Wissenschaftler des Helmholtz-Zentrums München haben mit einem molekularbiologischen Kniff Mäuse gezüchtet, die im Alter schlecht hören. Dazu mussten die Wissenschaftler nur ein ganz bestimmtes Molekül verändern, das in der Zelle die Produktion von Eiweißen steuert. Beim Menschen funktioniert das offenbar nach dem gleichen Prinzip. Die Wissenschaftler hoffen nun, durch das weitere Studium ihrer schwerhörigen Mäuse möglicherweise zu neuen Therapieansätzen für die erbliche Schwerhörigkeit zu kommen.





 

Für Menschen, die in Einflugschneisen oder an viel befahrenen Straßen wohnen, ist die Schwerhörigkeit ein Segen.
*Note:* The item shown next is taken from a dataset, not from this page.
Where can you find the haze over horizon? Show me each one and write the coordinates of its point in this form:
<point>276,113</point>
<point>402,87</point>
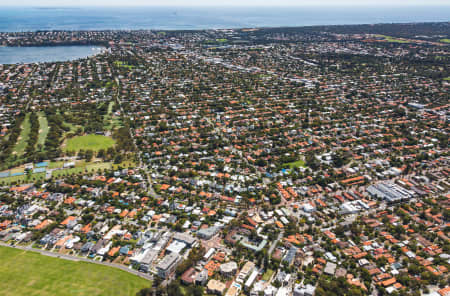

Für den Großteil der Betroffenen aber ist verminderte Hörfähigkeit ein Problem. Allein in Deutschland hören nach Schätzungen des Deutschen Schwerhörigenbundes rund 13 Millionen Menschen schlecht. Die Ursachen hierfür sind vielfältig, sie reichen von der einfachen Altersschwerhörigkeit über Infektionen bis hin zu chronischen Lärmschädigungen. Schwerhörigkeit kann aber auch angeboren sein. In den vergangenen Jahren konnten Forscher eine ganze Reihe von Genen identifizieren, die bei Schwerhörigkeit vermehrt auftreten.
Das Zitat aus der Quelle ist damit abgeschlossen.